Customer profitability analysis

Articles

Companies are looking for ways to manage customers so that each customer is satisfied and also is profitable.

Customer profitability analysis is based on the assumption that a satisfied customer is not necessarily a profitable one. The costs of customer retention, customer loyalty and customer service are costs to be analyzed to determine the customer profitability. Activity-based costing technique can be used to help.

The enterprise must maintain and increase customer profitability and also turn unprofitable customers to profitable ones.

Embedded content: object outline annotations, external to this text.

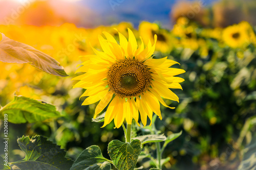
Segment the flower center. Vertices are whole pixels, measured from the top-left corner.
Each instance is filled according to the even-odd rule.
[[[151,75],[147,66],[138,60],[120,60],[109,68],[109,86],[116,95],[135,97],[147,90],[151,83]]]
[[[238,38],[239,38],[240,36],[240,34],[239,34],[239,33],[234,33],[233,35],[232,35],[232,37],[233,37],[234,39],[238,39]]]

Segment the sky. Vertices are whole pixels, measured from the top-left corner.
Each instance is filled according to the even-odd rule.
[[[201,1],[204,6],[216,1]],[[77,3],[99,13],[106,24],[125,21],[132,22],[137,27],[142,20],[157,21],[163,28],[167,28],[172,26],[170,9],[176,2],[177,0],[87,0]]]
[[[23,23],[38,26],[40,24],[60,25],[62,23],[61,20],[63,20],[63,22],[74,23],[78,27],[92,28],[127,21],[132,23],[134,27],[137,28],[140,22],[145,20],[157,22],[164,28],[170,29],[172,28],[172,22],[170,19],[172,7],[178,1],[181,1],[48,0],[55,14],[53,16],[47,10],[46,11],[47,5],[44,5],[44,2],[47,2],[46,1],[39,0],[43,3],[36,7],[33,5],[36,0],[0,0],[0,24],[6,24],[7,19],[5,18],[8,17],[12,19],[11,16],[15,15],[13,13],[18,13],[20,11],[18,9],[22,7],[22,4],[26,4],[30,8],[26,8],[24,12],[19,13],[18,18],[15,17],[15,19],[11,20],[13,22],[7,23],[18,25]],[[198,1],[201,2],[202,7],[205,7],[218,0]],[[40,22],[38,21],[47,22],[37,23]]]

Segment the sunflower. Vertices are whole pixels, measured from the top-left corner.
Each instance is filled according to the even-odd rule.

  • Analyse the cost of servicing the customer.
  • Better prioritize customer service to attract and retain high-value customers.
  • Develop a long-term relationship with the customer to increase the revenues and profits.
  • Measure the lifetime value of the customer.
  • Optimize marketing spend.

A comparison of Do’s and Don’ts for enterprises:

Do’s Don’ts
Analyze customer’s bottom-line contribution Consider all customers equally
Internal product groups operate to achieve a profitable relationship with each customer Internal product groups work in separate silos, often with competing objectives
Targeting high-performing customers or dedicating teams to mediate unprofitable customers No understanding on how individual customers impact the bottom line of the enterprise
A commission model based on bottom line for each customer can lead to better collaboration between sales and operations Traditional commission models based only on revenue gives no incentive to sell profitable deals
Retention program that ensure that discounts, billing adjustments are aligned with the customer’s contribution to the bottom line. Retention program that focus on every customer at all costs

The following is an example of report that can help to differentiate profitable and unprofitable customers:

Customer name Sales Product cost Service cost Profit Profit on sales %
Compagny X 100 000 60 000 40 000 0 0
Compagny Y 80 000 60 000 15 000 5 000 6.25%
Compagny Z 75 000 60 000 5 000 10 000 13.33%

If you measure customer profitability by revenue alone Company X is the winner. But unfortunately, the enterprise does not make any money with that customer. But if you consider profit then Company Z is the most profitable even if the sale is the lowest.

Oracle Profitability Manager can help to do customer profitability analysis. Integrated with Oracle E-Business Suite, the product has the following features:

  • A powerful allocation engine that supports many allocation methodologies.
  • Can use the Activity-Based costing method
  • Utilization of the Oracle Workflow system to facilitate a rule approval process that controls access to production data.
  • A predefined Discoverer business area and workbooks that facilitate data analysis.
  • Integration with Oracle General Ledger data or external data sources.

Another product that Oracle offers is Oracle Hyperion Profitability and Cost Management software is a performance management application that is part of Oracle's enterprise performance management (EPM) system. Oracle Hyperion Profitability and Cost Management is the only packaged profitability application that leverages Oracle Essbase Plus, the industry's leading OLAP (Online Analytical Processing).